Aynı okuldan mezun İlyas Bey’in Enstitü hakkında verdiği geniş bilgilendirmeden sonra, harap ve viran durumda olan , zamanın öğrencileri tarafından yapılan binaları gezdik. Yüreğimiz acıdı.

 Bir tarih olan o binalar, restore edilerek hizmete açılamaz mıydı?  Türkiye’nin birçok illeri dolaşılarak parça parça toplanan motor aksamlarından elde edilen elektrik, motor malzemeleri, Porsuk çayının bir kolunun üzerinde yapılan  köprü ve suyu verimli hale getirerek el  emeği, göz  nuru ile elde edilen  hububatın öğütülmesi için yapılan değirmen parçaları, sağa sola serpileceği yerde  değerlendirilemez miydi?

Ana Binanın  görüntüsü sağlam.  Ama  Eğitim için kullanılmıyor.

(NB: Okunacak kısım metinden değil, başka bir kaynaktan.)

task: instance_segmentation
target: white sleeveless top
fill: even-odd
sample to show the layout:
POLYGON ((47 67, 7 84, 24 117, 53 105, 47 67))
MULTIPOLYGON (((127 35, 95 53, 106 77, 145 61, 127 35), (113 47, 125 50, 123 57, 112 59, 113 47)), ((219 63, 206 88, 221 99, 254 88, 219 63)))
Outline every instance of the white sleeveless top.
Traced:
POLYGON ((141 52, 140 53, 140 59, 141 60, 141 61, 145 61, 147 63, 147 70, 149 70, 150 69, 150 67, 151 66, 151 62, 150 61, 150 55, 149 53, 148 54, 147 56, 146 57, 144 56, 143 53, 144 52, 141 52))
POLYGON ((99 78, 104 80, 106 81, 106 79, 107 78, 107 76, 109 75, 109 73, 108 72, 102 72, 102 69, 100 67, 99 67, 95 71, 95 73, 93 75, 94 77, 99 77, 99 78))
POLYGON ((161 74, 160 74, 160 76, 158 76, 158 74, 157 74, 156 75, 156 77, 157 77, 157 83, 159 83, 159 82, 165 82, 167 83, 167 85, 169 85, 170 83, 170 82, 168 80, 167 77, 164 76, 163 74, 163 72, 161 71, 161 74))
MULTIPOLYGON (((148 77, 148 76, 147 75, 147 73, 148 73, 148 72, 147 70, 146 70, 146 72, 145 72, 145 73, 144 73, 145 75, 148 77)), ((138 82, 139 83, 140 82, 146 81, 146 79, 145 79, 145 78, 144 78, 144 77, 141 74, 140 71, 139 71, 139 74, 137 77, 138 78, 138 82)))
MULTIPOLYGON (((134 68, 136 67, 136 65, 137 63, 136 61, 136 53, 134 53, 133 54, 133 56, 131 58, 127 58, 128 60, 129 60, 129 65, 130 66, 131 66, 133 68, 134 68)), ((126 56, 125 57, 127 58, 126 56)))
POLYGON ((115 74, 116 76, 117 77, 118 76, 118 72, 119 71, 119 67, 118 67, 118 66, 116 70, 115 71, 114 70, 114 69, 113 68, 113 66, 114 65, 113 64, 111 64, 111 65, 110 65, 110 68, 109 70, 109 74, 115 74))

Sınıflara ders araç ve gereçler dağınık olarak konmuş.  60-65 yıl önce kullanılan  ders araçları da bir sınıfta sergilenmiş şekilde muhafaza altına alınmış.   Yapılan vefalılık sadece bu.
Köy  Enstitüsü öğrencilerinin  yiyecek  ve  her türlü ihtiyaçları, 100 dekarı bulan tarlalardan ve bahçelerden , besledikleri  hayvanlardan elde ediliyormuş.  Un mamüllerini de yaptıkları fırınlarda  pişiriyorlarmış.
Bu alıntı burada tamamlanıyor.